- Green Growth
- Your Consultant
|Michael Piro - COO, Indochina Capital|
The government has taken many measures to reinvigorate the sector, positioning real estate and tourism as key pillars for economic recovery post-pandemic.
With fluctuations in gold prices and the stock market, a survey conducted in the last quarter of 2020 reveals real estate has become the leading investment channel for individual investors. Despite record amounts of new accounts every month on the VN-Index, 57 per cent of the survey’s respondents still consider real estate as their first choice of investment.
The property market showed signs of heating up in the last quarter of 2020 and the outlook for 2021 is bullish as low-interest rates on real estate loans with flexible payment structures are likely to be maintained throughout the year. Tailwinds from new legislations, including the revised Law on Investment and new instructions for the implementation of the Law on Land, are expected to help real estate market thrive.
Since August, absorption rates in Ho Chi Minh City have shown signs of recovery and with the tightening of legal procedures, supply will remain relatively low. Prices are forecast to slightly increase as the residential sector continues to lead in terms of demand.
Vietnam has shown great management and resilience against the pandemic, which has helped trigger more foreign interest in real estate. Rental yields in Vietnam remain higher than in markets such as Hong Kong and Singapore while asking prices are as low as 20 per cent of prices in these neighbouring markets.
Individual foreign investors, particularly from more mature Asian markets, see extensive opportunities in Vietnam and have been looking into purchasing residential products as an investment. Many buyers have pending purchases in Vietnam but have not been able to travel due to the country’s closed borders.
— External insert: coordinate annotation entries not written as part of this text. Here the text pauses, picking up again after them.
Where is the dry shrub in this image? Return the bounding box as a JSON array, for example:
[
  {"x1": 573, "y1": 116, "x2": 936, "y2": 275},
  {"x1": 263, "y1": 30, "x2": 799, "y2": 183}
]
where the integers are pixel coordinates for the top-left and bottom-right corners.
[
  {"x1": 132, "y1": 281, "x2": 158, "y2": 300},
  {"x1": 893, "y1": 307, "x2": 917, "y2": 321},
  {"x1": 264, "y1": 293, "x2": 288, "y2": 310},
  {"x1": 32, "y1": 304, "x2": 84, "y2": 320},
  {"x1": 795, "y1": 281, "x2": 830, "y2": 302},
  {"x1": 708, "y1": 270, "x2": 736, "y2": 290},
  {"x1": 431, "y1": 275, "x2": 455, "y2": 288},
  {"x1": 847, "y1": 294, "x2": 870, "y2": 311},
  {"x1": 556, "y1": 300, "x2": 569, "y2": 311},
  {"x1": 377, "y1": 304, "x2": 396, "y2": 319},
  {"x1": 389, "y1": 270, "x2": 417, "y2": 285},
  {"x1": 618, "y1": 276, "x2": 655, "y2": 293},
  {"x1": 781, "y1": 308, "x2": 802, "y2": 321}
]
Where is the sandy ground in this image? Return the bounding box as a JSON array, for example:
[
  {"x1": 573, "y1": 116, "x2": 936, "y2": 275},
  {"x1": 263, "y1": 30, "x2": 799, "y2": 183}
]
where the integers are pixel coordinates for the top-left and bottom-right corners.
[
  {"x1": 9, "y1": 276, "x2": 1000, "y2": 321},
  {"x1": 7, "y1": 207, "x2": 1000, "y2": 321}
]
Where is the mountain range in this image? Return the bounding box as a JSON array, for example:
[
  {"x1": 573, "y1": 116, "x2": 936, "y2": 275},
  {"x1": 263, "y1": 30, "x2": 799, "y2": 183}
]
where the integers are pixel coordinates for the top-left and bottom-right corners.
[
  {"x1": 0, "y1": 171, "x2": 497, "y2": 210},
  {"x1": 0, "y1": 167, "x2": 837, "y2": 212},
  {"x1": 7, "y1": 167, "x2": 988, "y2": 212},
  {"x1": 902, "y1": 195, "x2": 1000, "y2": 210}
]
Since 2015, about 80 per cent of foreign residential sales have been in Ho Chi Minh City, but well-known developers in Hanoi are beginning to step up to the plate and welcome foreign investors from Taiwan, Hong Kong, Singapore, and mainland China.
The shift in global manufacturing bases and new trade agreements have effectively pushed industrial real estate forward; according to a large property portal in Vietnam, searches for industrial parks rose over 20 per cent throughout the country. Prices of land plots near industrial parks also rose on-quarter during 2020.
Vietnam’s total exports grew 17.6 per cent on-year in December and the total import-export turnover enjoyed an on-year surge of 5.1 per cent; this growth in manufacturing and trade is a major driver for industrial real estate for 2021 and beyond.
October saw the highest occupancy rates in both Hanoi and Ho Chi Minh City as local corporate business picked up; however, the market still struggles to achieve more than 30 per cent occupancy rates.
Experts forecast the number of small to medium hospitality assets put up for sale to grow in the first half of 2021. COVID-19 has shown the importance of diversifying one’s portfolio and developers who decided to focus solely on one segment must consider looking outwards for other opportunities.
Sellers who adopted a wait-and-see approach are hoping that valuations will improve as travel restrictions are eased – prompt decisions should be made. The hospitality will not recover until at least the end of the year and investors must wait to look for the truly distressed assets. Cost management will be crucial to navigate through 2021 as occupancy rates might only pick up from the third or fourth quarter.
Developers with medium- to large-scale projects may partner with branded operators to create synergies for growth while mitigating risks by balancing real estate sales and a stable revenue stream from rental programmes.